THE GOOD HALF never finds anything meaningful to say about grief
The Good Half
Directed by Robert Schwartzman
Written by Brett Ryland
Starring Nick Jonas, Brittany Snow, Alexandra Shipp, and Elisabeth Shue
Rated R
Runtime: 1 hour, 40 minutes
In theaters August 16
by Megan Robinson, Staff Writer
Grief is one of the most universal emotional processes we as a people endure. Around the globe, every society and culture deals with loss in their own way, and yet we all know the feelings, the proceedings, the seemingly never ending tears that follow. Grief’s universality has made it the subject of art for centuries, everyone trying their hand at creating something that represents what this truly feels like. Unfortunately, universality can be a bit of a curse; in the world of film, specificity is meant to create universality, but more often than not the specific is drowned out in favor of the generic. The Good Half, directed by Robert Schwartzman, certainly means well as a piece of art about loss, but the execution is completely dull, making it devoid of any emotion.
Renn (Nick Jonas) dreads the infamous phone call that anyone with a loved one in the hospital can get. When his sister Leigh (Brittany Snow) finally calls, it’s over — his mother is dead. So begins a trip back to Cleveland, Ohio to sort out the funeral for Lily (Elisabeth Shue), filled with both hiccups and delights. While Renn antagonizes his step-father Rick (David Arquette), he becomes infatuated with Zoey (Alexandra Shipp), a young therapist he meets on his plane ride home and with whom he becomes fast friends. In just a few days, Renn searches for closure, peace, and any way to keep his mother’s memory alive, at least how he remembered her.
Despite a star-studded cast, The Good Half keeps things relatively quiet and understated, leaving melodrama at the door. On the one hand, this topic doesn’t necessarily need bombast and flash; on the other, it could use anything to liven it up. Renn goes through cliche visual signifiers to represent his sadness constantly, the most predictable of which is standing motionless in the shower, head lowered, full of angst. Jonas is able to play the character with a reasonable level of believability, opting more often than not for low-key realism. Renn feels like a completely average person, but Brett Ryland’s cliched script and Jonas’ flat performance leaves the character, and his struggles, hollow.
Ryland’s script overall is the weakest aspect of this exploration of grief. While his choice to blend past and present is interesting, it’s Schwartzman’s and editor Chris Donlon’s seamless visual transitions that make it come together. The story and characters are mostly writerly cliches common in university classrooms — not egregious, but certainly amateurish. Given this is Ryland’s first film credit as a writer, this is unsurprising, and maybe credit is due that a first film has a compact, sensible script such as this, where the characters are likable and the arcs feel natural. And yet, every cliche from Renn’s dreams of being a successful writer, to Zoey as an eccentric dream girl who loves 90s action films and acts as a shoulder to cry on (not to worry, she’s also a therapist, so it’s fine that her chief purpose is listening to Renn talk), to Lily as an almost angelic mother figure with small quirks like being forgetful or a kleptomaniac, don’t just bore — they offend.
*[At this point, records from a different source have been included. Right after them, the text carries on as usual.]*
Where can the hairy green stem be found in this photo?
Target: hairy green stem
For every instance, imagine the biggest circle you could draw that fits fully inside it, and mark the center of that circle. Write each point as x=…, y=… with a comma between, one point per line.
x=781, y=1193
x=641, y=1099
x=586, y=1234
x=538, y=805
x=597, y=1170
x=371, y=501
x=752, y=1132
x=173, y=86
The film’s final third ups the ante a bit, and in doing so saves it from falling into obscurity. Matt Walsh is particularly a delight, not just in this final third but in any scene he’s in. His comedic sensibilities and ease with the film’s laidback tone give him the edge over the other actors, who are more often than not muting the comedic sensibilities they have to keep everything more grounded. Jonas, Snow, and Arquette have been funny before, but they’re never able to let loose. The final third gives their characters more to chew on, as bad funeral reception decorum evolves into questionable and legally dubious behavior. In the end, though, things resolve themselves neatly; it may be realistic to us, but where’s the spark of personality to really make what’s on screen unique and representative of actual human beings?
The Good Half attempts to capture what love and loss do to a small family in Cleveland, driven apart by divorce, the passage of time, and the desperate need to leave Cleveland. No matter how much it attempts to be unique, however, it never achieves a fresh perspective, or an aching pain poured out on screen. Even the film’s location is only memorable through constant namedrops, and otherwise Cleveland looks and feels about the same as any suburb in America, as if its name is invoked only to prove to the audience that this is indeed a unique location. Though the film is a watchable family drama, it’s not much more than mildly entertaining. The Good Half neither draws you in nor drives you away, leaving it a barely half good, completely competent film.